JAKARTA - Biaya Kereta Cepat Jakarta-Bandung (KCJB) mencapai USD6,07 miliar. Jumlah tersebut terdiri atas pembiayaan Engineering Procurement Construction (EPC) sebesar USD4,8 miliar dan USD1,3 miliar untuk non-EPC.
Direktur Keuangan dan Manajemen Risiko KAI, Salusra Wijaya menyebut, dalam hitungan awal konsorsium BUMN atau PT Pilar Sinergi BUMN Indonesia (PSBI) anggaran KCJB mencapai USD6,07 miliar.
Namun begitu, sejak dilakukan kajian dengan bantuan konsultan anggaran justru mengalami pembengkakan (cost overrun). Di mana estimasi disusun sejak November 2020 lalu, perhitungannya justru melebar hingga angka USD8,6 miliar. Perubahan angka terjadi setelah adanya perubahan biaya, harga, hingga penundaan proyek karena perkara pembebasan lahan.

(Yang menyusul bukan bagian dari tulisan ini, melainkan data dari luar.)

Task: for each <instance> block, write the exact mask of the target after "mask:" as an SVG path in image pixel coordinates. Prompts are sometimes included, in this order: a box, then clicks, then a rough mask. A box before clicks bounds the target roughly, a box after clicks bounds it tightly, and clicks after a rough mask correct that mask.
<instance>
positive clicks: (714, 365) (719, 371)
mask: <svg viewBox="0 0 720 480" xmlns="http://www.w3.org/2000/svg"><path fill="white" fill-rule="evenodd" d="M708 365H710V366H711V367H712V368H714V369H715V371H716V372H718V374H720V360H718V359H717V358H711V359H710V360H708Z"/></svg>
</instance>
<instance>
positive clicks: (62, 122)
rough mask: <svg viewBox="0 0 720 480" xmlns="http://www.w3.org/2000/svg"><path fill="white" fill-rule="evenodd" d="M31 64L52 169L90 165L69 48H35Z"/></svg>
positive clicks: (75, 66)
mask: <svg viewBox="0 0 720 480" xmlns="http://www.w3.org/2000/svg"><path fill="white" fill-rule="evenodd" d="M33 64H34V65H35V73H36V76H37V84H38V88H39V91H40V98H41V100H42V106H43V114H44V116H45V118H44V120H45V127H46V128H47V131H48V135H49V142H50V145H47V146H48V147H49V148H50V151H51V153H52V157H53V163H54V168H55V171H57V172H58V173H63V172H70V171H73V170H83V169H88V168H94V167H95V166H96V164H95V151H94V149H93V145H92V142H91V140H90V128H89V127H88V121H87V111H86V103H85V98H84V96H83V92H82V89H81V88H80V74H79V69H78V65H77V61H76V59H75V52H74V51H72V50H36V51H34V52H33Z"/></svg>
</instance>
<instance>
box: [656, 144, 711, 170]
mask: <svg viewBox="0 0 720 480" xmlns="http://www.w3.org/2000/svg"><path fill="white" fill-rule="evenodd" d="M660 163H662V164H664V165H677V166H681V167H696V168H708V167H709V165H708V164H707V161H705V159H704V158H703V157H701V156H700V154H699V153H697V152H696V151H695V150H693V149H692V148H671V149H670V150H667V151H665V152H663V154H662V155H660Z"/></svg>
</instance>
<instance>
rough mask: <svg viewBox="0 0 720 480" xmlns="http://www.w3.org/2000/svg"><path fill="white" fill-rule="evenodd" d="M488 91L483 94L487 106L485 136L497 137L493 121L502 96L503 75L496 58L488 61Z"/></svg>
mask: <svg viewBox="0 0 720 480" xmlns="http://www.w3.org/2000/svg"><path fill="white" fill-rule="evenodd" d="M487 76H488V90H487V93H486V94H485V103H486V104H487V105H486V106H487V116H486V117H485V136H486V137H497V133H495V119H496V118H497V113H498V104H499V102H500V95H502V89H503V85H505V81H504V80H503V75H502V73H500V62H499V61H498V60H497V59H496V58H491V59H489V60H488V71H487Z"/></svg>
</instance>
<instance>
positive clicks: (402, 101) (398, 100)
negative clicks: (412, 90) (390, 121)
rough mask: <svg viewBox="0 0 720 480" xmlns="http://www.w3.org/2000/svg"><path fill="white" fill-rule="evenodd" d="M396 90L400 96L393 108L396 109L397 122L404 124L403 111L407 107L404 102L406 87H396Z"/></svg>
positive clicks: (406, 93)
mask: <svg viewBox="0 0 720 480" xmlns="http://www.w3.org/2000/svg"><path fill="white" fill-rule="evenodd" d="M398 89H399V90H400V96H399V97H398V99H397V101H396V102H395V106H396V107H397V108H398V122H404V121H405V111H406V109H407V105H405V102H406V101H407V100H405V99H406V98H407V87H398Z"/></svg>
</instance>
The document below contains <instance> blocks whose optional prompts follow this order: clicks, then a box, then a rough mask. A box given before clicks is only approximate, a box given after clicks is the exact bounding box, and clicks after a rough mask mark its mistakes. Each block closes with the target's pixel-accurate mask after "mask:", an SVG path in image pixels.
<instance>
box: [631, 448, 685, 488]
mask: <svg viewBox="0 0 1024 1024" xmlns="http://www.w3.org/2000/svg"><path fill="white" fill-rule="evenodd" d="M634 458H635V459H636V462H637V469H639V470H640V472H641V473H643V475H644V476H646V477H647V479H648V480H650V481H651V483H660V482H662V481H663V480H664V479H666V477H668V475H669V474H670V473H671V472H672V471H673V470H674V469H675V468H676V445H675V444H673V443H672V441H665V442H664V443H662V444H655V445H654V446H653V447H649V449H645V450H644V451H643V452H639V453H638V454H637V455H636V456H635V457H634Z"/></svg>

Karena itu, perkiraan konsorsium Indonesia bahwa anggaran KCJB berada di dalam skenario low and high. Low mencapai USD9,9 miliar dan high USD11 miliar. Artinya, cost overrun yang terjadi dengan skenario tersebut adalah sekitar USD3,8-4,9 miliar.
Baca Juga: 5 Fakta Proyek Kereta Cepat Jakarta-Bandung Pakai APBN hingga Balik Modal 40 Tahun
"Kalau dibuat ringkasan, ini penyebab utama kenapa terjadi cost overrun. Terbesar porsi COR di EPC," ujar Salusra dalam RDP bersama Komisi VI DPR beberapa waktu lalu, dikutip, Jumat (15/10/2021).
Padahal, sebelum China resmi menjadi mitra PSBI dalam pengerjaan mega proyek itu, Jepang merupakan salah satu negara yang terlebih dahulu mengajukan proposal dengam nilai investasi yang diperkirakan mencapai USD 6,2 miliar. Artinya, proposal yang ditawarkan Jepang lebih murah dibandingkan China.
Bahkan, dalam skemanya investasi yang ditawarkam berupa pinjaman 75 persen dengan tenor 40 tahun dengan bunga 0,1 persen per tahunnya. Sayangnya, pemerintah Indonesia menolak proposal yang diajukan Jepang. Alasannya, proposal dianggap tidak sesuai dengan standar yang ditetapkan pemerintah. Perakara ini, membuat Duta Besar (Dubes) Jepang untuk Indonesia saat itu, Yasuaki Tanizaki merasa kecewa.
Baca Juga: Biaya Kereta Cepat Jakarta-Bandung Bengkak Rp69 Triliun, Erick Thohir Tunggu Audit BPKP
Padahal, kata Tanizaki, Jepang dalam lima tahun terakhir telah menghabiskan banyak uang untuk melakukan studi kelayakan proyek pembangunan kereta cepat tersebut. Bahkan, negeri Sakura itu telah menyesuaikan skema pembangunan dalam tiga tahun terakhir.